Título: Realismo na viagem de Dilma à China
Autor:
Fonte: O Globo, 09/04/2011, Opinião, p. 6
No dia 25 de agosto de 1961, o vice-presidente João Goulart estava em visita à China quando o presidente Jânio Quadros renunciou. Seguiu-se uma longa crise política que desembocou na Revolução de 1964. Segunda-feira, quase 50 anos depois, chega à China a presidente Dilma Rousseff, que lutou contra a ditadura militar instaurada em 64. O Brasil é hoje uma democracia consolidada, e Dilma pode viajar descansada em relação a sustos institucionais no país.
Por outro lado, ela precisará de muita habilidade se quiser tratar do tema dos direitos humanos - um dos esboços de sua política externa e responsável por uma sensível mudança de rumo em relação à de seu mentor e predecessor, o ex-presidente Lula. A China, mais conhecida pelo crescimento selvagem de sua economia capitalista, é uma ditadura do Partido Comunista capaz de atropelar com bulldozers os direitos humanos. Tanto que censura a internet, e, em seguida às rebeliões na Tunísia e no Egito, que levaram à queda de ditadores, a palavra rebelião "sumiu" das ferramentas de busca chinesas.
Dilma chega pouco mais de uma semana depois da prisão de um dos mais importantes dissidentes, Ai Weiwei, um dos autores do projeto do famoso estádio olímpico de Pequim, o Ninho do Pássaro. Ele é um crítico afiado do Partido Comunista da China e está sendo acusado, genericamente, de "crimes econômicos". A presidente poderá ficar tentada a juntar sua voz à dos que reclamam a libertação de Ai Weiwei. Em todo caso, se preferir silenciar, seu silêncio será melhor que a atitude de Lula em Cuba no ano passado, quando morreu um dissidente preso e o ex-presidente culpou a greve de fome que ele fazia.
Caiu no colo de Dilma outro aspecto delicado da relação bilateral, diretamente herdado do governo Lula. Em 2004, durante a visita a Brasília do presidente Hu Jintao, Lula prometeu-lhe, no espírito da política externa companheira que era sua marca registrada, que o Brasil reconheceria a China como economia de mercado. O flagrante exagero - o país foi o único a levantar essa tese - pareceu destinado a criar uma relação especial com Pequim, com base na tosca visão da existência de um choque entre "ricos" e "pobres". Realisticamente, o tema não consta da agenda da presidente em terras chinesas.

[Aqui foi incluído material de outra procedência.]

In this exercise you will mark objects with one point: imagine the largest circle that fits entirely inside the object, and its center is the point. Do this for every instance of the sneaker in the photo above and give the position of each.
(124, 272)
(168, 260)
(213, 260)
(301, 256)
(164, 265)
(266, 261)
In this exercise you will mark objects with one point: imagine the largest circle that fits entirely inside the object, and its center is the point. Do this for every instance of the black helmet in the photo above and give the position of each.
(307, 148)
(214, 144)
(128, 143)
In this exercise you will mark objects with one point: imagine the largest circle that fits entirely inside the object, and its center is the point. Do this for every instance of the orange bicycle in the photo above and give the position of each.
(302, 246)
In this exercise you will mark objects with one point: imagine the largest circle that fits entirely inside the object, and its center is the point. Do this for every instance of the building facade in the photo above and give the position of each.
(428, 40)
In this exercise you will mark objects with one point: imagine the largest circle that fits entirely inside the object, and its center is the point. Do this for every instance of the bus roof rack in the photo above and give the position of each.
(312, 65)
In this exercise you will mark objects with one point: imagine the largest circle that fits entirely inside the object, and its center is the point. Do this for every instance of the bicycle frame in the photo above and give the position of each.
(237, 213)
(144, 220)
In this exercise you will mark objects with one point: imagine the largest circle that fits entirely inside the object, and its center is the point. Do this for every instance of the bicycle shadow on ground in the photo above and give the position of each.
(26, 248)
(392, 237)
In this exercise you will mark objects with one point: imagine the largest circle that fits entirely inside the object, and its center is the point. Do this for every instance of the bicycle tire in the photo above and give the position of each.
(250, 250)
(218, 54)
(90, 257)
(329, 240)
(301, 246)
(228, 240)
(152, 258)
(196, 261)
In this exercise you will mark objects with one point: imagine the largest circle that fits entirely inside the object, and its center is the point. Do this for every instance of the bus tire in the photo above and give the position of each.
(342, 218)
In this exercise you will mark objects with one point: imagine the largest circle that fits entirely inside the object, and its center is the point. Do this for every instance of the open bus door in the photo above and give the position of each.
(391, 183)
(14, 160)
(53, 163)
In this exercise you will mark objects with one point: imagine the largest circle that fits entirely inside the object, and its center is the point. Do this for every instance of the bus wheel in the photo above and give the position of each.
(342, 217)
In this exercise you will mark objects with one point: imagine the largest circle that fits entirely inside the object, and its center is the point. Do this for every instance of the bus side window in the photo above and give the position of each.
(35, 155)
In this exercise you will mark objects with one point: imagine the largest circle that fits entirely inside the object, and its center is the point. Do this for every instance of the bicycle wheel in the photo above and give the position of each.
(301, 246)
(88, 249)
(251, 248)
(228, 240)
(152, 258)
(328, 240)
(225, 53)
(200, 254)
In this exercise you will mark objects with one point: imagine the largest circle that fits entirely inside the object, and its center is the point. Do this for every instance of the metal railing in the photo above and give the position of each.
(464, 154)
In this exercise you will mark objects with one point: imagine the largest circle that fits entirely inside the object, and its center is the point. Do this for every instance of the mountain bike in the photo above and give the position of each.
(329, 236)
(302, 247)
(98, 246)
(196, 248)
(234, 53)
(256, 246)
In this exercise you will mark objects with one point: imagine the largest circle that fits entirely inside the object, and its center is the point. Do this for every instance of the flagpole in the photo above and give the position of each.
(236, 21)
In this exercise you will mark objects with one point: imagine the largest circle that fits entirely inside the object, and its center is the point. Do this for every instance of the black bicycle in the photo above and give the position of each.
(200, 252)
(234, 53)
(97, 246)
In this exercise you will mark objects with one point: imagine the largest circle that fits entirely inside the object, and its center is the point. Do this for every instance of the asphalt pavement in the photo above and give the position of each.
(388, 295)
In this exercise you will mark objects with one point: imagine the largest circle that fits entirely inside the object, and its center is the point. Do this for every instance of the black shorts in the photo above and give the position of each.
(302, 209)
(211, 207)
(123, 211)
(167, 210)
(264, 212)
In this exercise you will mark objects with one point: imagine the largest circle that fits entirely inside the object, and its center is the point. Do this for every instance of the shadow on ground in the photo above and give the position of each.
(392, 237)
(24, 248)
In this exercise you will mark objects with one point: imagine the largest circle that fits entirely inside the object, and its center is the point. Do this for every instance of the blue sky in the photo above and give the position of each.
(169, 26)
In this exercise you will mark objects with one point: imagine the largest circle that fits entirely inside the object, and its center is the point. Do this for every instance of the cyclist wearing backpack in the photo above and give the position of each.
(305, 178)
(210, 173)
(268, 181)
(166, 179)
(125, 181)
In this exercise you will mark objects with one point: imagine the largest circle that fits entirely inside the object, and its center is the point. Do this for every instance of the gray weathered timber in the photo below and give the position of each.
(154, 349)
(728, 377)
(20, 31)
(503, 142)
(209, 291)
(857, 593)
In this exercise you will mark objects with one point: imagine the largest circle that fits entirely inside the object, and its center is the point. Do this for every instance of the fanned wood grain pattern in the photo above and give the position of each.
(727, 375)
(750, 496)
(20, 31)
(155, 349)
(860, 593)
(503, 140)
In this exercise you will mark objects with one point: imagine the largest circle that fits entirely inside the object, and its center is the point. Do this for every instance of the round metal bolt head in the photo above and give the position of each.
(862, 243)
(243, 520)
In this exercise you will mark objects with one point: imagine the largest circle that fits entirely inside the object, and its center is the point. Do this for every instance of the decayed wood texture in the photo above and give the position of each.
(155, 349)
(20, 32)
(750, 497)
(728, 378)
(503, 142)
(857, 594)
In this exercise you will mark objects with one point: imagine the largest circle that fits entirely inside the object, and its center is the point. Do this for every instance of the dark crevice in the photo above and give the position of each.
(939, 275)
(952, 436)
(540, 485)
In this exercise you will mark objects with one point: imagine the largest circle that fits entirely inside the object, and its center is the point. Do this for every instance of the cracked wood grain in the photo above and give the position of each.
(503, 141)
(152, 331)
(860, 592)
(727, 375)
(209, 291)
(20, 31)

O que conta mais é que a China e o Brasil são a segunda e a sétima economias do mundo, integram o BRIC (países emergentes) e têm muitos interesses mútuos, mas outras tantas divergências também. A China se tornou, desde 2009, a principal parceira comercial do Brasil, superando os EUA. As relações comerciais entre os dois países cresceram 47,5% entre 2008 e 2010, segundo a Câmara de Comércio Brasil-China, com um superávit de US$5 bilhões a nosso favor. Isto se dá porque Pequim tem imenso apetite por matérias-primas. Mas os produtos manufaturados, de maior valor agregado, perderam espaço em nossas exportações para lá e outros mercados. Em grande parte porque o governo chinês mantém a moeda subvalorizada, o que encarece os produtos brasileiros. Nesse ponto, sim, é esperado que Dilma faça coro aos demais líderes mundiais e reclame mais realismo na política cambial chinesa.